In many ways the creation of robots to do the jobs that people have always done can be seen as a solution. Perhaps there are not enough people and resources to do the jobs that robots are capable of doing. Some robots are designed to dispense medication to the elderly, reach items on high shelves and help keep people safe. This is all good.
However, I return to the “feelings” part of robots versus people. Our capacity for empathy and the ability to place ourselves in the shoes of someone else is what makes us human. Have we really arrived at the point in time where we will now outsource friendship and companionship?
The ability to Skype or FaceTime is a convenient way to engage with loved ones who are far away or scattered across different time zones. But, the feeling is canned and superficial: the connection not always clear, and we are staring at a screen, not a person.
Social media has made us feel more connected than ever—and we don’t even need to leave the house. Take the time to make a face-to-face connection. Schedule a coffee with your best friend, turn off your phone and make dinner for your family, or spend a few minutes chatting with a stranger in line at the grocery store—though machines are taking over some caring roles in our society, I believe that face-to-face connection is still worth pursuing.

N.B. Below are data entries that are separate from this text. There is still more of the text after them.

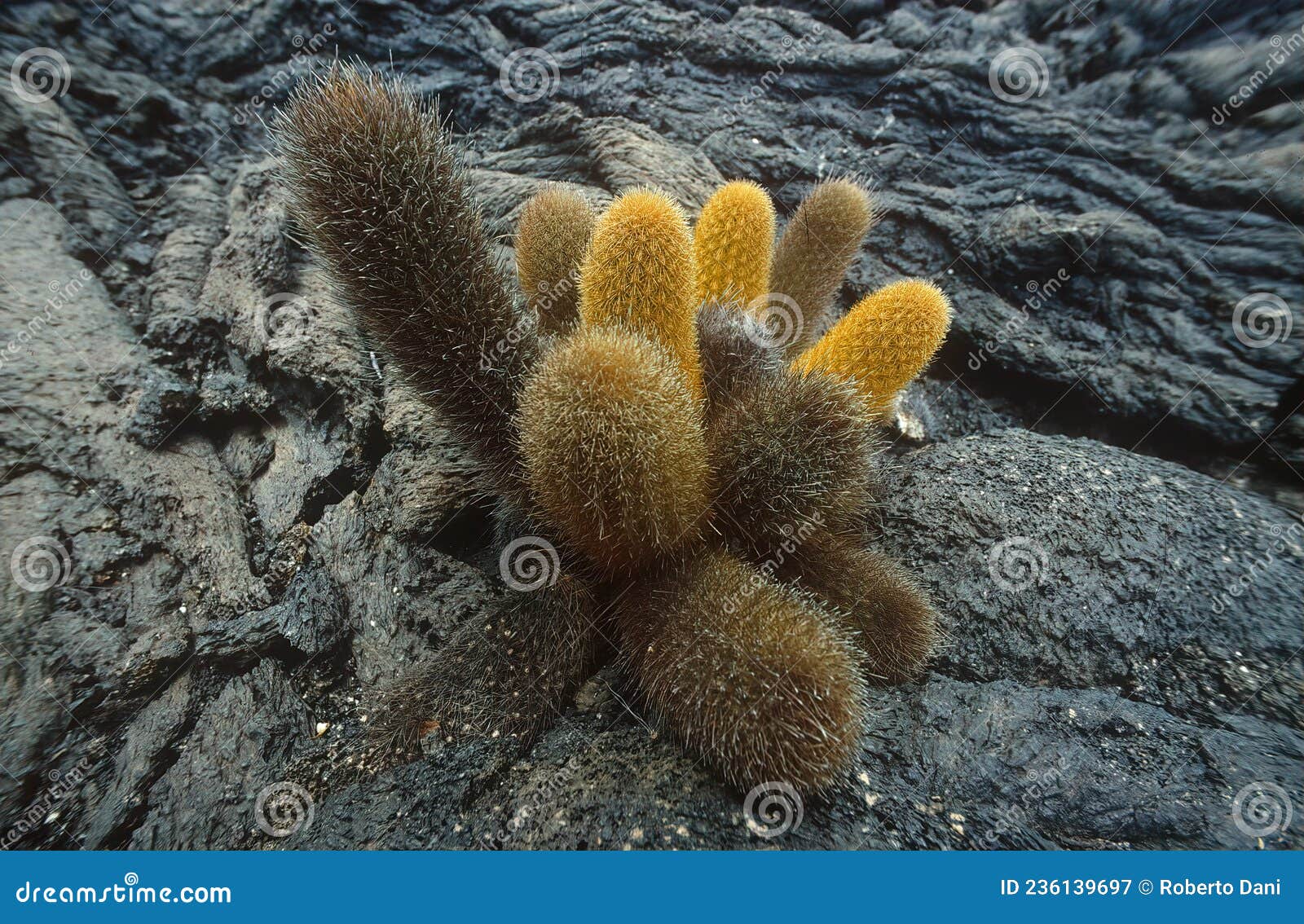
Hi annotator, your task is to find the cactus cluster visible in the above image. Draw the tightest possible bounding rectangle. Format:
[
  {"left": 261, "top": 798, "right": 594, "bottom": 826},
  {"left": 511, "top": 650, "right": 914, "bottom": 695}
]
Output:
[{"left": 275, "top": 65, "right": 950, "bottom": 791}]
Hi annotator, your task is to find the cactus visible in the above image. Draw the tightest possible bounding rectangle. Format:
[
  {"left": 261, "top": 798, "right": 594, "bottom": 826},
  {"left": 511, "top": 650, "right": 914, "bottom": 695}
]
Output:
[
  {"left": 615, "top": 550, "right": 865, "bottom": 791},
  {"left": 517, "top": 185, "right": 593, "bottom": 333},
  {"left": 793, "top": 279, "right": 950, "bottom": 416},
  {"left": 579, "top": 189, "right": 702, "bottom": 395},
  {"left": 698, "top": 301, "right": 784, "bottom": 421},
  {"left": 707, "top": 372, "right": 878, "bottom": 557},
  {"left": 272, "top": 64, "right": 536, "bottom": 493},
  {"left": 275, "top": 65, "right": 949, "bottom": 790},
  {"left": 519, "top": 324, "right": 709, "bottom": 574},
  {"left": 774, "top": 535, "right": 939, "bottom": 684},
  {"left": 769, "top": 180, "right": 876, "bottom": 356},
  {"left": 693, "top": 181, "right": 774, "bottom": 305}
]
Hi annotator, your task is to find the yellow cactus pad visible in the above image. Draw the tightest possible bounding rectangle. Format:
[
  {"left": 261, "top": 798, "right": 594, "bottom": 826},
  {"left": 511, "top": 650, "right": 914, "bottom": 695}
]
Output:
[
  {"left": 579, "top": 189, "right": 702, "bottom": 396},
  {"left": 693, "top": 180, "right": 774, "bottom": 305},
  {"left": 517, "top": 185, "right": 593, "bottom": 333},
  {"left": 793, "top": 279, "right": 950, "bottom": 413}
]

"Within a decade, what had seemed alien was close to becoming everyone’s way of life, as compact smartphones replaced the cyborg’s more elaborate accoutrements."
People love new technologies because they allow us to be connected at all times. Parents and children feel more secure, knowing that they are reachable at all times. These advancements have changed everything and made vast improvements in business, education, and medicine. We have a world of information, constantly, right at our fingertips. We are experiencing a level of connectivity like never before, and that has changed how we date, travel, and basically communicate with one another.

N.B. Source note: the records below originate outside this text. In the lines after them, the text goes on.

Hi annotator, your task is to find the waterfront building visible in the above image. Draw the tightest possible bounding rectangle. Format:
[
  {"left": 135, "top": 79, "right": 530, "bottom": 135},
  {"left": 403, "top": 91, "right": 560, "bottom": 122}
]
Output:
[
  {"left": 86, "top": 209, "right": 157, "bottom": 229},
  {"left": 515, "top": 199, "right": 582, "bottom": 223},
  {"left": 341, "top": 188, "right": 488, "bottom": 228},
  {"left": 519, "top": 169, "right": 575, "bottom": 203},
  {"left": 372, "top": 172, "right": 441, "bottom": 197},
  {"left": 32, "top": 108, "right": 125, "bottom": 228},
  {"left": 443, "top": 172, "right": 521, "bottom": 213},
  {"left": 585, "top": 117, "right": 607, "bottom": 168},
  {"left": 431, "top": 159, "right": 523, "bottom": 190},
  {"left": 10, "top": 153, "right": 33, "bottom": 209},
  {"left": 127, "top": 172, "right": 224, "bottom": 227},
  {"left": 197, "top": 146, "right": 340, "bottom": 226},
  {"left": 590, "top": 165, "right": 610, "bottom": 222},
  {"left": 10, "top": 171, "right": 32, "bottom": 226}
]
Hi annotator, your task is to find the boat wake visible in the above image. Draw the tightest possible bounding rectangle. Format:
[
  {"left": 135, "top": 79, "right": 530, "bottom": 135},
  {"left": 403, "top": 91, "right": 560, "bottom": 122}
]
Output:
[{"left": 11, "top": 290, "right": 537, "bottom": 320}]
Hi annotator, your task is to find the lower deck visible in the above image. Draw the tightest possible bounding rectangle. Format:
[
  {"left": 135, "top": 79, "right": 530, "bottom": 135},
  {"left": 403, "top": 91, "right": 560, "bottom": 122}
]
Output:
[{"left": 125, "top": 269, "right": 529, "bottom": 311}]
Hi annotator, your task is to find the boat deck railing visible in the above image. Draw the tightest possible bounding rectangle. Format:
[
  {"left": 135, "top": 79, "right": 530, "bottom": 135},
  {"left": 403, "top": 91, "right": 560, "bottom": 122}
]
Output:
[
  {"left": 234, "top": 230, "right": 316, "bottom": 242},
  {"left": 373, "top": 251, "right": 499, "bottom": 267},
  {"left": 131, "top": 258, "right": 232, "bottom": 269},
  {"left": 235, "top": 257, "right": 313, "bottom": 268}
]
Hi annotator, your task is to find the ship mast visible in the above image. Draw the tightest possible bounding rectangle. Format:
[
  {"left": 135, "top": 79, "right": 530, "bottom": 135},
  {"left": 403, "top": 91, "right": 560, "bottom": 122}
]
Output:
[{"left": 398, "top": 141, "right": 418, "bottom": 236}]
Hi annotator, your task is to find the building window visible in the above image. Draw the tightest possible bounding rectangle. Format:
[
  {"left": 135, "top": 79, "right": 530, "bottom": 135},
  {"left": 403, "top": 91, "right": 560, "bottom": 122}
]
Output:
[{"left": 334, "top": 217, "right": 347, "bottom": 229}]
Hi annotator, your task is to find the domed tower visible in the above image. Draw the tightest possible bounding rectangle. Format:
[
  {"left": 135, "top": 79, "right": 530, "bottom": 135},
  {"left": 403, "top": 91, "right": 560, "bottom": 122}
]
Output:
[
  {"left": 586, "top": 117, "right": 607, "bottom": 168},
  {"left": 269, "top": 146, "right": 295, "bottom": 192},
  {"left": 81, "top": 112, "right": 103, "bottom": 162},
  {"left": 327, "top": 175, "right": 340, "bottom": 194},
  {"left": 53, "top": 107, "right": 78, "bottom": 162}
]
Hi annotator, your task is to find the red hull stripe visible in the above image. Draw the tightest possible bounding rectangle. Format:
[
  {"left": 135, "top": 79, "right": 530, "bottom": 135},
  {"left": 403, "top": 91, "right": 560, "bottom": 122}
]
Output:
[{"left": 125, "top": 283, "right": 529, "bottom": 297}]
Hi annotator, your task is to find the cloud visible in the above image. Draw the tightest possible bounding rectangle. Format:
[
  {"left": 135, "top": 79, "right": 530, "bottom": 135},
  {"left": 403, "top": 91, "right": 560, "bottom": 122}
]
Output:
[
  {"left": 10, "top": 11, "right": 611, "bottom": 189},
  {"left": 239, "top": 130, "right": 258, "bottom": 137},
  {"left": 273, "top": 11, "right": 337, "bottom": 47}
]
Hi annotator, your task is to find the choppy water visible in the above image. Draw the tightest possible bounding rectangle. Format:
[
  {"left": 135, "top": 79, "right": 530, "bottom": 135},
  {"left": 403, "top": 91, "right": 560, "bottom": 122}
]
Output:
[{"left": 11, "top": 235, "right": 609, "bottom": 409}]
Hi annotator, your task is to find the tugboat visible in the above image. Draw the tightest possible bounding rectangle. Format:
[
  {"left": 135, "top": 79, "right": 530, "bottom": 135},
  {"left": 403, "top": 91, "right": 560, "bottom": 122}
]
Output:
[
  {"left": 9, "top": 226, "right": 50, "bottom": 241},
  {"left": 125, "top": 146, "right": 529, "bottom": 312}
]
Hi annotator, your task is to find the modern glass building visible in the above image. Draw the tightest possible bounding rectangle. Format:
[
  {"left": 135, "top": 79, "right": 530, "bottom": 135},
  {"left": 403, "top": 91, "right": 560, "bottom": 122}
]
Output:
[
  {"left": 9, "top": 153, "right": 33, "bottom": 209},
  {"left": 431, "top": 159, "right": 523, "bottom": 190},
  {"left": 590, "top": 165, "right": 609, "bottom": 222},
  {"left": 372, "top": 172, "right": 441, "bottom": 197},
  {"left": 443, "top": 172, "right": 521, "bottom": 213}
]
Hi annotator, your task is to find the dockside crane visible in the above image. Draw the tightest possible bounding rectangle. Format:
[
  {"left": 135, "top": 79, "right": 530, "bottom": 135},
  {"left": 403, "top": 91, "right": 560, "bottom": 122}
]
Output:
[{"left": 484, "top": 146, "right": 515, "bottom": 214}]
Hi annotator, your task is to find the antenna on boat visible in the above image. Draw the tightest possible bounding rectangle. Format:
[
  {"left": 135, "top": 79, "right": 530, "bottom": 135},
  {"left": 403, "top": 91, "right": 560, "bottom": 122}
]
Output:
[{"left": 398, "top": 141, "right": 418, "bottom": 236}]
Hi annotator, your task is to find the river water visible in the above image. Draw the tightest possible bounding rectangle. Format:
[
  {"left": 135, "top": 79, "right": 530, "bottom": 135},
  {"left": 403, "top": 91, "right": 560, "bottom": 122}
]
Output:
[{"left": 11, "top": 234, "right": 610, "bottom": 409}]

While all of these technologies allow us an unimaginable amount of freedom, and a feeling of connectedness, we are losing the traditional art of communication.

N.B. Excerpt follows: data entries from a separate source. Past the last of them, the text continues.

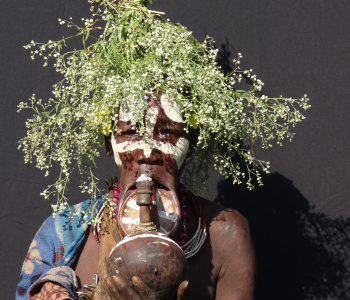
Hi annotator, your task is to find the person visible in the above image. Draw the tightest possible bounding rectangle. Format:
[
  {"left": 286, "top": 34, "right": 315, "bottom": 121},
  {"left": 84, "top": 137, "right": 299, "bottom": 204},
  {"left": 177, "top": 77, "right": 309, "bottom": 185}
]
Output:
[
  {"left": 16, "top": 0, "right": 309, "bottom": 300},
  {"left": 18, "top": 93, "right": 255, "bottom": 299}
]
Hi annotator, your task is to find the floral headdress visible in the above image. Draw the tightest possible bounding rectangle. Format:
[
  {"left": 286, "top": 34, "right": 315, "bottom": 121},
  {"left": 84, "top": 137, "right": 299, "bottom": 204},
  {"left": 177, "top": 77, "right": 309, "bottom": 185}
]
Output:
[{"left": 19, "top": 0, "right": 309, "bottom": 216}]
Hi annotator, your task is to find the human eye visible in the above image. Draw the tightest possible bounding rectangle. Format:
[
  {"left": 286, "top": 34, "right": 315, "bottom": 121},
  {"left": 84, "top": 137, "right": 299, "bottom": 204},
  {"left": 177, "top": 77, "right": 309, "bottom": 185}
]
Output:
[
  {"left": 120, "top": 129, "right": 139, "bottom": 138},
  {"left": 158, "top": 128, "right": 180, "bottom": 140}
]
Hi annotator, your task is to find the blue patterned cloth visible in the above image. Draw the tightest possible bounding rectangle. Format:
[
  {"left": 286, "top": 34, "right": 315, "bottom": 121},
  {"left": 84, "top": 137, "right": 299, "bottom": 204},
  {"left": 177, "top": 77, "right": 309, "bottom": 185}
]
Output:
[{"left": 16, "top": 195, "right": 106, "bottom": 300}]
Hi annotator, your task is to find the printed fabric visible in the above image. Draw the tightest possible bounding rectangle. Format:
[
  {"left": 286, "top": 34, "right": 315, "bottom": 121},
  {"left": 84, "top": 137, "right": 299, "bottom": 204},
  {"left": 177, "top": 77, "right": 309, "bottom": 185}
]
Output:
[{"left": 16, "top": 195, "right": 106, "bottom": 300}]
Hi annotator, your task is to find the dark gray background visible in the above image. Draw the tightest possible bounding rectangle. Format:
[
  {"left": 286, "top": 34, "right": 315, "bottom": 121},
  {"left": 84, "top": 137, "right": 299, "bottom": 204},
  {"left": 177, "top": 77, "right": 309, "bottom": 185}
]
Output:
[{"left": 0, "top": 0, "right": 350, "bottom": 299}]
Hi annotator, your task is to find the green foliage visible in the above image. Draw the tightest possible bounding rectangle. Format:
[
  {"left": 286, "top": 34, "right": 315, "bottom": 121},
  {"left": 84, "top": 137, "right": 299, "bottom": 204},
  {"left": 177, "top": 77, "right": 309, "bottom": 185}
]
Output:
[{"left": 19, "top": 0, "right": 309, "bottom": 216}]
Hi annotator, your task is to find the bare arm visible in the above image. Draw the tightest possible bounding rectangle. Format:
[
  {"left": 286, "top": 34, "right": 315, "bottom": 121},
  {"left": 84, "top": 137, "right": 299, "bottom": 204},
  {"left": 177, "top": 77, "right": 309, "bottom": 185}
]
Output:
[{"left": 211, "top": 210, "right": 255, "bottom": 300}]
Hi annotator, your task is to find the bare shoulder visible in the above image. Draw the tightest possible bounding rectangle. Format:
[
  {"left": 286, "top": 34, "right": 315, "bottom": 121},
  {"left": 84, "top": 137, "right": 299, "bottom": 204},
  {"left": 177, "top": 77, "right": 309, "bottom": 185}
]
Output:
[
  {"left": 200, "top": 199, "right": 255, "bottom": 300},
  {"left": 200, "top": 198, "right": 251, "bottom": 246}
]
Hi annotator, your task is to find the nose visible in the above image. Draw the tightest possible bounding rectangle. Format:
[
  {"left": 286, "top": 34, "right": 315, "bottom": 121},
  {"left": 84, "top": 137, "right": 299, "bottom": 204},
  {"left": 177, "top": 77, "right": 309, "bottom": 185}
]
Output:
[{"left": 136, "top": 149, "right": 163, "bottom": 165}]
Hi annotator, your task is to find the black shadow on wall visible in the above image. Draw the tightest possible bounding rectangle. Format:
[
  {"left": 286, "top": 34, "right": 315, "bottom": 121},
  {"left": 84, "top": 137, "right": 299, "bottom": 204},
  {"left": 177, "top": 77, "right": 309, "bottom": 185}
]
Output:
[{"left": 216, "top": 173, "right": 350, "bottom": 300}]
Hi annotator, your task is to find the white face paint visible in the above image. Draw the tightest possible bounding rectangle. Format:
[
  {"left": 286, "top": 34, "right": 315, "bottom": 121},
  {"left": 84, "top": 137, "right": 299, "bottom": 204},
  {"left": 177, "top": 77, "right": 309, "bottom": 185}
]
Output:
[
  {"left": 160, "top": 95, "right": 184, "bottom": 123},
  {"left": 111, "top": 96, "right": 190, "bottom": 168}
]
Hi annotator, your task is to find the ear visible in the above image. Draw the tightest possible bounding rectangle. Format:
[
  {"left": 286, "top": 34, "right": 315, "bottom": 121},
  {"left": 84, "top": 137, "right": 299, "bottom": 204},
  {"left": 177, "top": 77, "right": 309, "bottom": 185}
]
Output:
[
  {"left": 186, "top": 127, "right": 198, "bottom": 158},
  {"left": 105, "top": 133, "right": 113, "bottom": 157}
]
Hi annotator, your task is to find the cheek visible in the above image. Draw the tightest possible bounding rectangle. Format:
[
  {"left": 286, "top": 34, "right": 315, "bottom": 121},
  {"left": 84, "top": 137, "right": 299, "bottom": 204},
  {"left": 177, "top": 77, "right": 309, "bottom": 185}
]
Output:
[
  {"left": 169, "top": 137, "right": 190, "bottom": 169},
  {"left": 111, "top": 135, "right": 122, "bottom": 167}
]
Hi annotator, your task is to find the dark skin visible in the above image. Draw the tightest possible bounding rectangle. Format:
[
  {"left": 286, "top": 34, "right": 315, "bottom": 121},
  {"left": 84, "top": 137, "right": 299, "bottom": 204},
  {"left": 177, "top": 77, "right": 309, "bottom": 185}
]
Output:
[{"left": 76, "top": 97, "right": 255, "bottom": 300}]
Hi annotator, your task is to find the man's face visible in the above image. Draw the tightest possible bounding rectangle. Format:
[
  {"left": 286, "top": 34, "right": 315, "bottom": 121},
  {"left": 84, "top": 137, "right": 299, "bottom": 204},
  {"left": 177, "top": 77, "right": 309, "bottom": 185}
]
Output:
[{"left": 111, "top": 95, "right": 189, "bottom": 197}]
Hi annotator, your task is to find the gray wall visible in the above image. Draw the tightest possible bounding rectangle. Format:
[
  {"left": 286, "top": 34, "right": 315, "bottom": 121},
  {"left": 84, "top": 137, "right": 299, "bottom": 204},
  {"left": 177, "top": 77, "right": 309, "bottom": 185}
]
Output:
[{"left": 0, "top": 0, "right": 350, "bottom": 300}]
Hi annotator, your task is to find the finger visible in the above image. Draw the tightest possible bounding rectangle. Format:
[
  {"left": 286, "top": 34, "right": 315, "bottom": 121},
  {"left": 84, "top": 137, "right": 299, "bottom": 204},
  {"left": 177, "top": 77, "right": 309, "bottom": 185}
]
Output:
[
  {"left": 177, "top": 280, "right": 190, "bottom": 300},
  {"left": 131, "top": 276, "right": 157, "bottom": 300},
  {"left": 105, "top": 278, "right": 117, "bottom": 299}
]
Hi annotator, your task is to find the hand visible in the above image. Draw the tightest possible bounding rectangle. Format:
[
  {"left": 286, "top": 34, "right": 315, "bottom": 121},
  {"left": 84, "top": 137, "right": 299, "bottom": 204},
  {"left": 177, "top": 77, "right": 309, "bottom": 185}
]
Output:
[{"left": 105, "top": 275, "right": 189, "bottom": 300}]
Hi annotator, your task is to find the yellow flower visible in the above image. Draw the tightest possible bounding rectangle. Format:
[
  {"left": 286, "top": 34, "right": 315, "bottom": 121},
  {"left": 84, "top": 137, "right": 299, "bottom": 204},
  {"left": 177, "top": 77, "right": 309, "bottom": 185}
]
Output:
[
  {"left": 188, "top": 113, "right": 198, "bottom": 129},
  {"left": 96, "top": 110, "right": 112, "bottom": 136}
]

In order to thrive in this new world—in our homes, our workplaces, our relationships—we will need to make daily efforts to unplug. We may need to pick up the phone and call someone and have a real conversation. Rather than emailing your colleague, or getting your “bot” to deliver a memo, get up out of your chair and walk over to that person’s desk.Shut off your cell phone before entering a meeting room. Engage the person to your left or your right in conversation.
“We have to find a way to live with seductive technology and make it work to our purposes.”
We must train ourselves to turn off our devices when we interact face-to-face with another human being. Computers and cell phones cannot replace the building of real life relationships. Without relationships, and a live and personal connection to another human being, I feel we will become more isolated than ever before, despite having the world at our fingertips. I think we need to treat technology with respect but remember how we use it, how often, and when. It is still a choice–a choice that we can and should be making ourselves.
Teenagers and the younger generation communicate via text messaging, or something similar. We, as adults and parents accept that. At least, we are permitted to keep in touch, we tell ourselves.
I am a great believer in the art of letter writing. A letter is a tangible thing. It is something to be held in one’s hand and re-read over and over again if we so choose. We live in a world of Snapchat, where a photo only lasts a few moments—and then it’s gone.
There is great pleasure in remembering and we do that by reading old letters, or turning pages in a scrapbook where photographs have been lovingly collected.
We all want to leave our mark on the world in which we live. As Sherry muses, “If technology remembers for us, will we remember less?”